Thiru is a young man who is mute and partially deaf. He is a caring son, a fun uncle, and a loving boyfriend. His father, Marimuthu, was a construction contractor, and one day he gets hospitalized after a workplace accident. We see in Thiruvin Kural the challenges Thiru faced when he came under the radar of a psychopathic group of hospital employees.
The film’s writing feels like a lazily assembled set of scripting tropes. You have a hero who is the best version of any human being. And then you have extremely evil bad guys who don’t even have the motive to do all those heinous crimes. Every challenge the script throws in the hero’s way is just part of the age-old template, and you kind of know when the punch will happen in a scene where someone is crying for help. With a seasoned hero, at least this cliche pile would have looked instantly appealing. But with Arulnithi’s limited set of expressions, even that hope is not there.
The script is the obvious issue of the film, as it just doesn’t want to create a coherent narrative for this thriller. The recurring killings and demonization of a specific physical appearance just show the lack of thought given to the writing of this film. The earlier portions of romance and family care are just a compilation of cringe moments. When the movie goes to those moments which are supposed to be uncomfortable and intimidating, you just don’t get that feeling because of the twists that lack conviction and logic. The score by Sam CS is pointlessly loud, almost trying to wake up the viewer who might have got dozed off.
Arulnithi, as Thiru, is playing a mute guy, and hence he escapes from the possibility of flawed dialogue delivery.
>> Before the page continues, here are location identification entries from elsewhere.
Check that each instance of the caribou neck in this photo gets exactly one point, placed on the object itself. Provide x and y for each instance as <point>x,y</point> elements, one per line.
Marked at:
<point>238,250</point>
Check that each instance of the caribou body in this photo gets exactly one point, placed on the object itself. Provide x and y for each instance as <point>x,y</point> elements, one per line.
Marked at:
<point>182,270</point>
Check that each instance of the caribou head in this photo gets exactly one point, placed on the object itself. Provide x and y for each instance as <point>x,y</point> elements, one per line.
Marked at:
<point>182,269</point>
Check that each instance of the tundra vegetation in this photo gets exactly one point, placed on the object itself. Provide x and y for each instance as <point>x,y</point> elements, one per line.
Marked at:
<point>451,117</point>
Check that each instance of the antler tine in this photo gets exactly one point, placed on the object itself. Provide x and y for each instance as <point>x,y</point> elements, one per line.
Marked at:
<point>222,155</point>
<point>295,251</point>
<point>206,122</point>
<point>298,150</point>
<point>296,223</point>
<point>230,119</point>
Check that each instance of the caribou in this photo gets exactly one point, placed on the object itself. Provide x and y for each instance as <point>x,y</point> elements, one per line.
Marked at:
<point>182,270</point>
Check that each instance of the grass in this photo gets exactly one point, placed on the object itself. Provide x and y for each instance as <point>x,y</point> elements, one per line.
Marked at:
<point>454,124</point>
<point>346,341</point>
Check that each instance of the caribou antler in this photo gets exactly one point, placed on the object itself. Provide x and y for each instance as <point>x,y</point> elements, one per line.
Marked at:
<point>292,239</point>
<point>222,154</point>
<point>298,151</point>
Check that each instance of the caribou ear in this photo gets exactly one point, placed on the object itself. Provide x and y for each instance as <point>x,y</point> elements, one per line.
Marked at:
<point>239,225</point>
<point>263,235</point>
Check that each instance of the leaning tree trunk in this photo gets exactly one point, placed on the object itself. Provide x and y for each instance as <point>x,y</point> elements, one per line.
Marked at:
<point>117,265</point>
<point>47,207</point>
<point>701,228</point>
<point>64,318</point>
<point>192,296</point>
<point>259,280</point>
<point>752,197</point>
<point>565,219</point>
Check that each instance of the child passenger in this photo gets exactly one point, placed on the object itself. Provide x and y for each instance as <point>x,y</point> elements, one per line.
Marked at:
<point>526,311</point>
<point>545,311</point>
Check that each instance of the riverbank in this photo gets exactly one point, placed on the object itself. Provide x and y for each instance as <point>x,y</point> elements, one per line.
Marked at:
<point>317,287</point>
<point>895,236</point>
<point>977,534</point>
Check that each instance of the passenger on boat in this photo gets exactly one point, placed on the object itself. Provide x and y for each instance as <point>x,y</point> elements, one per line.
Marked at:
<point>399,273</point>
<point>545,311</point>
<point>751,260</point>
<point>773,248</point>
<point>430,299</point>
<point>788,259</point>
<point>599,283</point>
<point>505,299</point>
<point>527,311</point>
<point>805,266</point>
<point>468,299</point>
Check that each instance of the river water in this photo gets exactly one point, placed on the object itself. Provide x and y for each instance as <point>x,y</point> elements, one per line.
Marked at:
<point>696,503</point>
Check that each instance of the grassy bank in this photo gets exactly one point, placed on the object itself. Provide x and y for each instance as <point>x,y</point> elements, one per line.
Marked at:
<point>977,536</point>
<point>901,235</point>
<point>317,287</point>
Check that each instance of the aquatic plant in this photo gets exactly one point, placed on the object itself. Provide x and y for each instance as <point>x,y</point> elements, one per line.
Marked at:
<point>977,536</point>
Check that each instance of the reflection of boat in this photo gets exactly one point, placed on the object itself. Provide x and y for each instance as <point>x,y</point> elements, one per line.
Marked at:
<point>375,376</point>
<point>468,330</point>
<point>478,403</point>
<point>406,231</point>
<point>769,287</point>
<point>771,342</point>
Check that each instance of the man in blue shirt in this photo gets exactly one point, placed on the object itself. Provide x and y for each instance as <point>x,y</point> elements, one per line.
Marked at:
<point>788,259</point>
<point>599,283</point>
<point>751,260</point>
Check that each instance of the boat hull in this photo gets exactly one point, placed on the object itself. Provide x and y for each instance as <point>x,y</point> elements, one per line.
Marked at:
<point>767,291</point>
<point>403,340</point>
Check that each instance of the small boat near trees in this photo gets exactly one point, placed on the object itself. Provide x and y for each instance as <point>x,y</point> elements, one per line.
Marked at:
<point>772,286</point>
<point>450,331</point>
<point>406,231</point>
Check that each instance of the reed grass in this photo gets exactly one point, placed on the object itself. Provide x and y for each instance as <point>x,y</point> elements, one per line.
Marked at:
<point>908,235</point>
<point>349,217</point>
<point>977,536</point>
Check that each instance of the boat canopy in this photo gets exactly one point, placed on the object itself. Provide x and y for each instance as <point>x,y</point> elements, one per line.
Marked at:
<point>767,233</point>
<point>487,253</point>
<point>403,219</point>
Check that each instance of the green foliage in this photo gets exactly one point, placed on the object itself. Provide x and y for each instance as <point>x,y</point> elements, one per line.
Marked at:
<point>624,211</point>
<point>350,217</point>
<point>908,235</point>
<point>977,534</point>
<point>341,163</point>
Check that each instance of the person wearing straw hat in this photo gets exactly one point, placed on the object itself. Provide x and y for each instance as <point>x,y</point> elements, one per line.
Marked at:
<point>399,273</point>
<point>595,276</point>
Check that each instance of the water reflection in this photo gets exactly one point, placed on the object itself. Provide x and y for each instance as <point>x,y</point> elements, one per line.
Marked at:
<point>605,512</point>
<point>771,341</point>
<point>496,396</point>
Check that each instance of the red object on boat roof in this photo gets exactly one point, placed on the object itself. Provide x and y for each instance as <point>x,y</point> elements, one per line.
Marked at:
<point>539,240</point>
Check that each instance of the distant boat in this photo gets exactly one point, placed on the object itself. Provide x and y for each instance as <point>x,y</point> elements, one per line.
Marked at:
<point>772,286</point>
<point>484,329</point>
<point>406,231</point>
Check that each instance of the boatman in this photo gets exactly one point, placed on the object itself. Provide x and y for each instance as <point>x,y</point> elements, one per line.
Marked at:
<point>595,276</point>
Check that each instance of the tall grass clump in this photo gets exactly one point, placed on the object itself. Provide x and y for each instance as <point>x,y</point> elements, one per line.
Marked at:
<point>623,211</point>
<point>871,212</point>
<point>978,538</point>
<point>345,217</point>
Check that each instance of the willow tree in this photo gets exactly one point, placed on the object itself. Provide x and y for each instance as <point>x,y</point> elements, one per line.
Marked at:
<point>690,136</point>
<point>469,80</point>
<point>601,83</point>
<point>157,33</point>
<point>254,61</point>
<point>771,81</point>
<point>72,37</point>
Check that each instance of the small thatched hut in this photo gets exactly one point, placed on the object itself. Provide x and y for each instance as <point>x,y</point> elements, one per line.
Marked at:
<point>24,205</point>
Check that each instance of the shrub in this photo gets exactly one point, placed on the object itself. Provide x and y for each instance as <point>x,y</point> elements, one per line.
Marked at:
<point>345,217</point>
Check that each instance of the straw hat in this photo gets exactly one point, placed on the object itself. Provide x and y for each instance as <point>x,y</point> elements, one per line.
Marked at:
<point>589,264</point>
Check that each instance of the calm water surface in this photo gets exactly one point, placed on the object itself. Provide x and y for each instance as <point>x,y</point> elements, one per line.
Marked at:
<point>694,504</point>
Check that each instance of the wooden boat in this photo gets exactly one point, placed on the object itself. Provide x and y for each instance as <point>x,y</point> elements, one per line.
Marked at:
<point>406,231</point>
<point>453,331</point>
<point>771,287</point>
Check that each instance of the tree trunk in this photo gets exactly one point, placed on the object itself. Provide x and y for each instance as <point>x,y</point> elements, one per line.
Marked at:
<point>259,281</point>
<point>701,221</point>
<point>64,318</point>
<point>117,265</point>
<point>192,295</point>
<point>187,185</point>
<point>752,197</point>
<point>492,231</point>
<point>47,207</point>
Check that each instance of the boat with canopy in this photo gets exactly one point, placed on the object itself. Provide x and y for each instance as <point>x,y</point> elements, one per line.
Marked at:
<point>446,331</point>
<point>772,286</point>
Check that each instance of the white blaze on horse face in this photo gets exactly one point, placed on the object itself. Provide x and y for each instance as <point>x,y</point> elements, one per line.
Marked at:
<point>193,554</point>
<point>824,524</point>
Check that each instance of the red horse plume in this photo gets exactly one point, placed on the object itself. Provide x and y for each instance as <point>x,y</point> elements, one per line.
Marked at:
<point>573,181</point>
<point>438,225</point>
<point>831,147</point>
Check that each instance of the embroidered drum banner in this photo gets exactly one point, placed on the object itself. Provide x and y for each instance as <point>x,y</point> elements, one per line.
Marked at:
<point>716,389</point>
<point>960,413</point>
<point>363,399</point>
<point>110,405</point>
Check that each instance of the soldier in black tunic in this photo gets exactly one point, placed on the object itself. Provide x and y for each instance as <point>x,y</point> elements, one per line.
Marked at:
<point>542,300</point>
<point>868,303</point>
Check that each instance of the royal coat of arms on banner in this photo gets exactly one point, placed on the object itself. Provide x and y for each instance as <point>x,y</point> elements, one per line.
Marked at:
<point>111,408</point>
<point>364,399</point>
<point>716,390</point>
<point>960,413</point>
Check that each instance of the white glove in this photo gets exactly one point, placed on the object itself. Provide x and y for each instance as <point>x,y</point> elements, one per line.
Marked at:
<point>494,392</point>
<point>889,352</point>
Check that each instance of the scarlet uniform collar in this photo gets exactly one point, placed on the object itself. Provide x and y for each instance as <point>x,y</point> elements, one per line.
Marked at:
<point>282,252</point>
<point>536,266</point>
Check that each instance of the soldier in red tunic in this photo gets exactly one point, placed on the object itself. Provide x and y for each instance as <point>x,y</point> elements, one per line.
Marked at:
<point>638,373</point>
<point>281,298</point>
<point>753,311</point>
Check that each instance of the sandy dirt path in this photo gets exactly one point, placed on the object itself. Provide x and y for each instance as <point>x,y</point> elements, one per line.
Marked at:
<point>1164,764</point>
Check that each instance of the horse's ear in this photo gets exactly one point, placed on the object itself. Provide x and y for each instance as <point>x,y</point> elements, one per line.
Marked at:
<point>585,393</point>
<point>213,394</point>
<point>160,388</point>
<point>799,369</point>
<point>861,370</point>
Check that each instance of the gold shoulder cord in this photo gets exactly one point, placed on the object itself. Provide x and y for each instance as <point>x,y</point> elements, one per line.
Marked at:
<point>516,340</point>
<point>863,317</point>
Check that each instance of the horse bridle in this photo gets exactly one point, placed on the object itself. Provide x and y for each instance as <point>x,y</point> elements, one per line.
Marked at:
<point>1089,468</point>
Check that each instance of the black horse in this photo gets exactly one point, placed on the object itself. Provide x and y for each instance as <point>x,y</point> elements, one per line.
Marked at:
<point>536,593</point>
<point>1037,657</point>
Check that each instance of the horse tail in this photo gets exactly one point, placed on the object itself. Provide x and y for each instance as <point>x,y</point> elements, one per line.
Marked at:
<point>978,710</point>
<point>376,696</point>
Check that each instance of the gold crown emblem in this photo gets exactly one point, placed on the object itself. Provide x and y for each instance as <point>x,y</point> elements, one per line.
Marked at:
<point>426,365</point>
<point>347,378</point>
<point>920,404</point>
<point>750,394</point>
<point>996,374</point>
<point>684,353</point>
His sad face has too many expressions, and his rough attitude during fights doesn’t have the expected elegance. Bharathiraja is pretty much there to add some satellite value to the movie, as his market as the cool grandfather/father is high these days. Aathmika, as Bhavani, looks pretty. As the gang leader, Ashraf tries his best to add some monstrosity to the character. But the performance never had that impact due to the sloppy writing that doesn’t bother giving us more details on these characters. Kaithi fame Baby Monica and Subatra Robert have also done key roles in the film.
With a limited number of locations and the hero’s disabilities, Thiruvin Kural, as a one-liner, would feel like a movie about the hero tackling his challenges. But when it materialized as a shooting script, the film became a typical wannabe mass masala entertainer with a predictable flow of events that rarely make you feel bad for any of the victims.
Harish Prabhu's psycho-killer story wants to present itself as a nail-biting thriller. But the imagination is so vapid that you just sit through the film with zero hope of seeing surprises.